Tokyo Yamimushi -2nd Scenario- Pandora
- Written by: Yūki Honda
- Published by: Hakusensha
- Magazine: Young Animal
- Original run: February 22, 2013 – January 22, 2016
- Volumes: 8

= Tokyo Yamimushi =

Japanese manga series

Tokyo Yamimushi (東京闇虫) is a Japanese manga series written and illustrated by Yūki Honda. It was serialized in Hakusensha's seinen manga magazine Young Animal from August 2010 to January 2013, with its chapters collected in seven tankōbon volumes. It was followed by a sequel, Tokyo Yamimushi -2nd Scenario- Pandora, serialized in the same magazine from February 2013 to January 2016, with its chapters collected in eight tankōbon volumes. A live-action film adaptation premiered in September 2013. A second live-action film, Tokyo Yamimushi: Pandora, premiered in April 2015.

==Media==
===Manga===
Written and illustrated by Yūki Honda, Tokyo Yamimushi was serialized in Hakusensha's seinen manga magazine Young Animal from August 27, 2010, to January 11, 2013. Hakusensha collected its chapters in seven tankōbon volumes, released from March 29, 2011, to March 29, 2013.

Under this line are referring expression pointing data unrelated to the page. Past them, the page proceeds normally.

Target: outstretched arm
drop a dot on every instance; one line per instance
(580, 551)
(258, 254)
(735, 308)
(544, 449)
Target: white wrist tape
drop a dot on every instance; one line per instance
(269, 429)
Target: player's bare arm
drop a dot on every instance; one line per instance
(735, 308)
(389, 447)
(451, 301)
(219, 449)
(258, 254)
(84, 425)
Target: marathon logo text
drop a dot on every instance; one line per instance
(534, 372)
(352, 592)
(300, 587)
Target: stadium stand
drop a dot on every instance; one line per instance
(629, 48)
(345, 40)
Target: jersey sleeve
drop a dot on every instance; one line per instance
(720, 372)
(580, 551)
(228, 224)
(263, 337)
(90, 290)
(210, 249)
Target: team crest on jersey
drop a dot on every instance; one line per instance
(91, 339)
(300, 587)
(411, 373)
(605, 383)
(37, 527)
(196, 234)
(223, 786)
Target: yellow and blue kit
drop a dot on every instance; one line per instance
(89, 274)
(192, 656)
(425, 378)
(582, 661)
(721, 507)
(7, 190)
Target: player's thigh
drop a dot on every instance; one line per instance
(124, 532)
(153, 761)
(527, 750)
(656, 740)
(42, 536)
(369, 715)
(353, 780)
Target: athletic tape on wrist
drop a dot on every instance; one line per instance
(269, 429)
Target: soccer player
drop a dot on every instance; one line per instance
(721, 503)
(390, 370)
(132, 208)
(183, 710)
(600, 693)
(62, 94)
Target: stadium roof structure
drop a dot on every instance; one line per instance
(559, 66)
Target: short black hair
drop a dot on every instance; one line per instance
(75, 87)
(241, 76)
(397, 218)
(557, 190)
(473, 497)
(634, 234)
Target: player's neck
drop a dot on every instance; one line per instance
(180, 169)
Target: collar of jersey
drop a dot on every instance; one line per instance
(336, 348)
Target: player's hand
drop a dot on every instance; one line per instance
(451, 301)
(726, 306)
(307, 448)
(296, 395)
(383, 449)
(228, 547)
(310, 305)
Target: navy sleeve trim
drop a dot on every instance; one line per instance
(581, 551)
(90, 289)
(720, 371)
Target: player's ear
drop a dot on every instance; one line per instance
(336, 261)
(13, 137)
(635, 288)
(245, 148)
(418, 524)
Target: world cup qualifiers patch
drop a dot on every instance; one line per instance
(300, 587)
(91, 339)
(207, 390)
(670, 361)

A second part, titled Tokyo Yamimushi -2nd Scenario- Pandora (東京闇虫-2nd scenario-パンドラ), was serialized in the same magazine from February 22, 2013, to January 22, 2016. Hakusensha collected its chapters in eight tankōbon volumes, released from July 29, 2013, to March 29, 2016.

===Live-action films===
A live-action film adaptation premiered on September 28, 2013. A second film, Tokyo Yamimushi: Pandora (東京闇虫パンドラ), premiered on April 4, 2015.